Travailler dans un organisme relevant de la fonction publique ne signifie cependant pas à coup sûr être fonctionnaire. En effet, certaines fonctions sont assurées par des contractuels. Ils sont recrutés lorsque aucun corps de fonctionnaires ne correspond à la mission proposée ou pour des besoins occasionnels (emplois saisonniers, postes vacants, missions précises, …). >L’accès ne se fait donc pas, pour ces emplois, grâce aux sacro-saints concours, chaque branche de la fonction publique organise ses propres recrutements de contractuels. Des droits et des devoirs. La liberté d’expression est sans doute l’un des droits principaux dont bénéficient les employés de la fonction publique. Elle ne se limite qu’au devoir d’objectivité et de neutralité qui incombe au fonctionnaire durant l’exercice de ses activités. En pratique, cela signifie que, quelles que soient les opinions du fonctionnaire (politiques, religieuses, syndicales,…), elles ne peuvent en aucun cas être un frein dans son avancement. S’ils en expriment le souhait, les fonctionnaires peuvent également faire valoir leur droit à la formation permanente. En bénéficiant d’horaires aménagés ou de congés de formation, ils peuvent se préparer aux nombreux concours internes qui vont leur permettre d’évoluer dans leur carrière ou même de changer de profession.
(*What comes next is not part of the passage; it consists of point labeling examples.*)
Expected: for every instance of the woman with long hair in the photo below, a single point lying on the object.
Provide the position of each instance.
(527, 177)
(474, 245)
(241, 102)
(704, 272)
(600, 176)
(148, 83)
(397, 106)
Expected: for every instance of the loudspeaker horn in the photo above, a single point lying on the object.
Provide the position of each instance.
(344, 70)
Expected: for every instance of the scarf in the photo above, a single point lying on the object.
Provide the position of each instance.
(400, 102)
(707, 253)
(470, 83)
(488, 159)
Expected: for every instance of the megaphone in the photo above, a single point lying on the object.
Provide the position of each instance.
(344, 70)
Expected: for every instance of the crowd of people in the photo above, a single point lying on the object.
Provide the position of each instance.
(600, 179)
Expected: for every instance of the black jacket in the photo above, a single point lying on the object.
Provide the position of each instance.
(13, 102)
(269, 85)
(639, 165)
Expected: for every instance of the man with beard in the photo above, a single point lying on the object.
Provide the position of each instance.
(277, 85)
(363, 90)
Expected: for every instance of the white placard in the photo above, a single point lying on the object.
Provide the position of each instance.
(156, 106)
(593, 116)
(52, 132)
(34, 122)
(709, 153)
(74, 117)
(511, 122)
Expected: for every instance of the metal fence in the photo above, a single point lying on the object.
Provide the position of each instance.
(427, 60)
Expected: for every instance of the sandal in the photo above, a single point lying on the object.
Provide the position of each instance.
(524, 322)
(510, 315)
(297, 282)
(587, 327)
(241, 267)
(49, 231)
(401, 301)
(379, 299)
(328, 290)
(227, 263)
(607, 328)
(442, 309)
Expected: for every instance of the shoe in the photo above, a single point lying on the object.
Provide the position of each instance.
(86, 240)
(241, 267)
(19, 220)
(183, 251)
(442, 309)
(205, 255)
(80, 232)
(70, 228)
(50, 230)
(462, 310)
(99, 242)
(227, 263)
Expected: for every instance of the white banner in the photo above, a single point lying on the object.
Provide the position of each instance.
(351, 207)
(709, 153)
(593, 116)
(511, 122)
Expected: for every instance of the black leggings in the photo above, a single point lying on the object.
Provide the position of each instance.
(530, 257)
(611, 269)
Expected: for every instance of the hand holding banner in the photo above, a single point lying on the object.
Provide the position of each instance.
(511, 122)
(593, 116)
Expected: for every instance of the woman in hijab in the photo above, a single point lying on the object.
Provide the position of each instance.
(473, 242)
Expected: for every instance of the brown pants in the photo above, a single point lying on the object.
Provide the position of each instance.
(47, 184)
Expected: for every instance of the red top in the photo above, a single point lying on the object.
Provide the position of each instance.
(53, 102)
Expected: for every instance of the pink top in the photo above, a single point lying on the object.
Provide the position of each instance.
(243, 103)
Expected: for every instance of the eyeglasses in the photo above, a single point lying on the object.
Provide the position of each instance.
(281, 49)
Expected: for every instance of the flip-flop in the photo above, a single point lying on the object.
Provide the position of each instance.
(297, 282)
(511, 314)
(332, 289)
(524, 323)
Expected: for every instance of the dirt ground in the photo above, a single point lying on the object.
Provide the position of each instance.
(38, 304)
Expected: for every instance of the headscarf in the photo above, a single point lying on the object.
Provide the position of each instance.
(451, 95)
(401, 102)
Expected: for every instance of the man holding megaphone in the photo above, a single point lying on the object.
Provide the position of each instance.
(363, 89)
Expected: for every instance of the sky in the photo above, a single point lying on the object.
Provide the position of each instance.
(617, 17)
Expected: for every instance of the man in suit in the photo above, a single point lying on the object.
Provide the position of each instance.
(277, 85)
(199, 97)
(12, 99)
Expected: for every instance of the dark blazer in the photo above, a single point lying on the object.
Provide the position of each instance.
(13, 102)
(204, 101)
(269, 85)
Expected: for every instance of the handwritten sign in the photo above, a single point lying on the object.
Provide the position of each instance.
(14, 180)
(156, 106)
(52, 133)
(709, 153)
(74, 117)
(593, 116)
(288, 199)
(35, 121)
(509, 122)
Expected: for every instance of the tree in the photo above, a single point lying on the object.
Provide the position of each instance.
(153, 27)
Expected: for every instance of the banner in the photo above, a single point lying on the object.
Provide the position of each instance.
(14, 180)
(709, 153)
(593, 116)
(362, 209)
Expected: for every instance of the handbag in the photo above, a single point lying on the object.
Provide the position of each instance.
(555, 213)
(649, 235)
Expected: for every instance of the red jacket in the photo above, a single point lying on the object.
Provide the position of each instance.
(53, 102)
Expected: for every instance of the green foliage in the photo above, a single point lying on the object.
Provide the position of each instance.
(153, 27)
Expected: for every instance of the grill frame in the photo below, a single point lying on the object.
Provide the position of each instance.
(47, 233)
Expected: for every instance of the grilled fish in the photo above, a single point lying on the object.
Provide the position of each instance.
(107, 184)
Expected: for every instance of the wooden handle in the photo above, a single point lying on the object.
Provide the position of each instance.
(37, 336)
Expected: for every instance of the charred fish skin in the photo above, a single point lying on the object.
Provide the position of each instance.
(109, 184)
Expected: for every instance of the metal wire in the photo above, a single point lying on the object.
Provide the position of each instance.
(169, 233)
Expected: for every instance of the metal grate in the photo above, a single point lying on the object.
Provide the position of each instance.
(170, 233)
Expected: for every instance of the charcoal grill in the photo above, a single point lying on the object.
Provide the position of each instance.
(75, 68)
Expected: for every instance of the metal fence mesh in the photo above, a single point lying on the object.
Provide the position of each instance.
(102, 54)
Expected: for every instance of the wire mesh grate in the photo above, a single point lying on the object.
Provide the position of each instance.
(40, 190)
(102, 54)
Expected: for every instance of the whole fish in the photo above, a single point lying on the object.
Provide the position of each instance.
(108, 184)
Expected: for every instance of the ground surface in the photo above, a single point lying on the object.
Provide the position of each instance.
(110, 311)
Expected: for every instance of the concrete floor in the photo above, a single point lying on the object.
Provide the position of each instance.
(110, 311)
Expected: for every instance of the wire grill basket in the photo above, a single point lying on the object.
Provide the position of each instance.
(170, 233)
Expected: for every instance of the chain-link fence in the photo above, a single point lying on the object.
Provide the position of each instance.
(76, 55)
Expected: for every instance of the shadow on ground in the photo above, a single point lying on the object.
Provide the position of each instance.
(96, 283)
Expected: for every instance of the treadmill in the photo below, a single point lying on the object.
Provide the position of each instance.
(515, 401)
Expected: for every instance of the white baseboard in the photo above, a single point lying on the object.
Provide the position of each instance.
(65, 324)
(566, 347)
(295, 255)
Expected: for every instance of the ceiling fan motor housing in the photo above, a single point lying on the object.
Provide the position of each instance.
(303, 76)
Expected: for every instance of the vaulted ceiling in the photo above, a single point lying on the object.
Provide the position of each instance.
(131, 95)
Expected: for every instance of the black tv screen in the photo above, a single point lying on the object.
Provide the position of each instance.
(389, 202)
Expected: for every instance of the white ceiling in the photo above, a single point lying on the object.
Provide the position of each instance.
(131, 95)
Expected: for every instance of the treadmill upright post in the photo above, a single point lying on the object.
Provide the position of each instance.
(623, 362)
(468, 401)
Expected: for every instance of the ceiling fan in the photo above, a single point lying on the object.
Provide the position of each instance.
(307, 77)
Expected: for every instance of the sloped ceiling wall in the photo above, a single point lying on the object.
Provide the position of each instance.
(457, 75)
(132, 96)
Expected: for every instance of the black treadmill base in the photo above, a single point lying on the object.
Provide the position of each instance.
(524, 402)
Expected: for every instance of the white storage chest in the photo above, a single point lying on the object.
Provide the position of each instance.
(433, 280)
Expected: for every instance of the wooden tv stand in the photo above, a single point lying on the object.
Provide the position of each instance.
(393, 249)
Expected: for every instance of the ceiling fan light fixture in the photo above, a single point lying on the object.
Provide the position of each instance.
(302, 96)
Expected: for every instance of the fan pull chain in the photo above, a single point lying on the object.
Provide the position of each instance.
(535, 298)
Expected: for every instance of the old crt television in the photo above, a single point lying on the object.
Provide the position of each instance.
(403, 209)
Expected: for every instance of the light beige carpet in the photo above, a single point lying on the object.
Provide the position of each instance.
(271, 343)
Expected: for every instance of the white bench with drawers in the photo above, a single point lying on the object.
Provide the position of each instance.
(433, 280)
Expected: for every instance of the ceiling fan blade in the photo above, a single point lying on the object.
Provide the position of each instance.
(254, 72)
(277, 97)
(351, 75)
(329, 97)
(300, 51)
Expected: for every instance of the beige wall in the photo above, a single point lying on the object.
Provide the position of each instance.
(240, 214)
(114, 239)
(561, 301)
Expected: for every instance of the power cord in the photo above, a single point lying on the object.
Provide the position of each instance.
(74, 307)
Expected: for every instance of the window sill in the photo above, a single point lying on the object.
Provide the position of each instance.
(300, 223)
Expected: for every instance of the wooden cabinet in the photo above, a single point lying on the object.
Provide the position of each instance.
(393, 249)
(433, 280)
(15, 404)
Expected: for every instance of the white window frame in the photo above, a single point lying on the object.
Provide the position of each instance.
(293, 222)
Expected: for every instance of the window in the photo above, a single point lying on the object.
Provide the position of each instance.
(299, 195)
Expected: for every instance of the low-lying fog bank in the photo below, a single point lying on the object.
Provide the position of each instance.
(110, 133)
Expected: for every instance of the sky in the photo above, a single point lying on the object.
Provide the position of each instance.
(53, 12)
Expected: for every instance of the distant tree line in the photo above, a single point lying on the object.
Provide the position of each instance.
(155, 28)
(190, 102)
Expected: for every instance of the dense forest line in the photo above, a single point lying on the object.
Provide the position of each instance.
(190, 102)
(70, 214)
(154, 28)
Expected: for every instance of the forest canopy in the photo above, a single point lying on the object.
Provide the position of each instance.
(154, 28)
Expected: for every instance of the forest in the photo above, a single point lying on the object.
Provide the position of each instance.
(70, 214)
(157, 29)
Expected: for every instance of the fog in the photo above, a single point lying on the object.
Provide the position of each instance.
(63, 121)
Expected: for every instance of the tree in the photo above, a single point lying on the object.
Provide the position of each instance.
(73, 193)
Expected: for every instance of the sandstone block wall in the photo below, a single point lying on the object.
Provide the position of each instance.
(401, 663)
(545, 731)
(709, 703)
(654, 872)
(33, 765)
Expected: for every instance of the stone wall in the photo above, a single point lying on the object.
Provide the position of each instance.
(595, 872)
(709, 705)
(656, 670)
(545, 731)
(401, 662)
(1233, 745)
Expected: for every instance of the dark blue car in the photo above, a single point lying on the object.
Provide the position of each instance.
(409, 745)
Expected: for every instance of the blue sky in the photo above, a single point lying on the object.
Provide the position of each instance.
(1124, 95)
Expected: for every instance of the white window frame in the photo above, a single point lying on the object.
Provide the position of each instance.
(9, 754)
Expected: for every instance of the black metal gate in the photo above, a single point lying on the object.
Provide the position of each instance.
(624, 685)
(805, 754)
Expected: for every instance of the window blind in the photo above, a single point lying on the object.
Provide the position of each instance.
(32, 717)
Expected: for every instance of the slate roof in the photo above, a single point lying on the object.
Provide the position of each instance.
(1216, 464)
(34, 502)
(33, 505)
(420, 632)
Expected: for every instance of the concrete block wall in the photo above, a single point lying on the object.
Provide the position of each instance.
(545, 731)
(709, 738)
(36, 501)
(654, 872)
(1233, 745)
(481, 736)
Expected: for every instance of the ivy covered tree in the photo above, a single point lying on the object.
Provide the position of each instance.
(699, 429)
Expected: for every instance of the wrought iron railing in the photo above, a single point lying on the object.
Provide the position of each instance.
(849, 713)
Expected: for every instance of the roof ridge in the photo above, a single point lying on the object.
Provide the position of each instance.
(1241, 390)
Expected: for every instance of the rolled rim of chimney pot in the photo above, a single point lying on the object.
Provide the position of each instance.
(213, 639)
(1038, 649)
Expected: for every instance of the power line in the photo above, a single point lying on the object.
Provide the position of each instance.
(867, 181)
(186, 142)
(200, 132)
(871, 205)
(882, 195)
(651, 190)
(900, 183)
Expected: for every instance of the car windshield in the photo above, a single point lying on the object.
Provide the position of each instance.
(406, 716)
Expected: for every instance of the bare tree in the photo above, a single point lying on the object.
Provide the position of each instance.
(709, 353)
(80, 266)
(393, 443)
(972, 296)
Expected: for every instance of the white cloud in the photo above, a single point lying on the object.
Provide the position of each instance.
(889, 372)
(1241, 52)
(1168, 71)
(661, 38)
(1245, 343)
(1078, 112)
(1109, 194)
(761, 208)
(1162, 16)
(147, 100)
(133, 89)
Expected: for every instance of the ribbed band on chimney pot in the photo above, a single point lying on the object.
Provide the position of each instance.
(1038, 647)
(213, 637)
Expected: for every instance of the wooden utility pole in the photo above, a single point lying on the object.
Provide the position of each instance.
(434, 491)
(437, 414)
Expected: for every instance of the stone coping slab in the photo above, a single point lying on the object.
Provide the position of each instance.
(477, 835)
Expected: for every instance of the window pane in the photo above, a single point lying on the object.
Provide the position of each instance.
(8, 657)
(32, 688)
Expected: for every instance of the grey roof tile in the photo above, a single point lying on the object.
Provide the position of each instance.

Parallèlement, les fonctionnaires, parce qu’ils exercent une mission d’ordre public, se doivent d’être totalement neutres et impartiaux. Ils doivent traiter tous les administrés avec la même considération et selon les mêmes règles. De la même manière, ils ne peuvent profiter des prérogatives de leur statut à des fins personnelles, au risque d’être poursuivis pour prise illégale d’intérêts, considérée comme un délit et punie comme tel.

Enfin, c’est également un devoir d’exclusivité qui lie le fonctionnaire à l’administration qui l’emploie. Il est donc impossible, à quelques exceptions près, de cumuler un poste dans une des branches de la fonction publique et un emploi dans le privé. Sont tolérées cependant la production d’œuvres scientifiques, artistiques ou littéraires, ainsi que certaines activités de conseil ou de formation.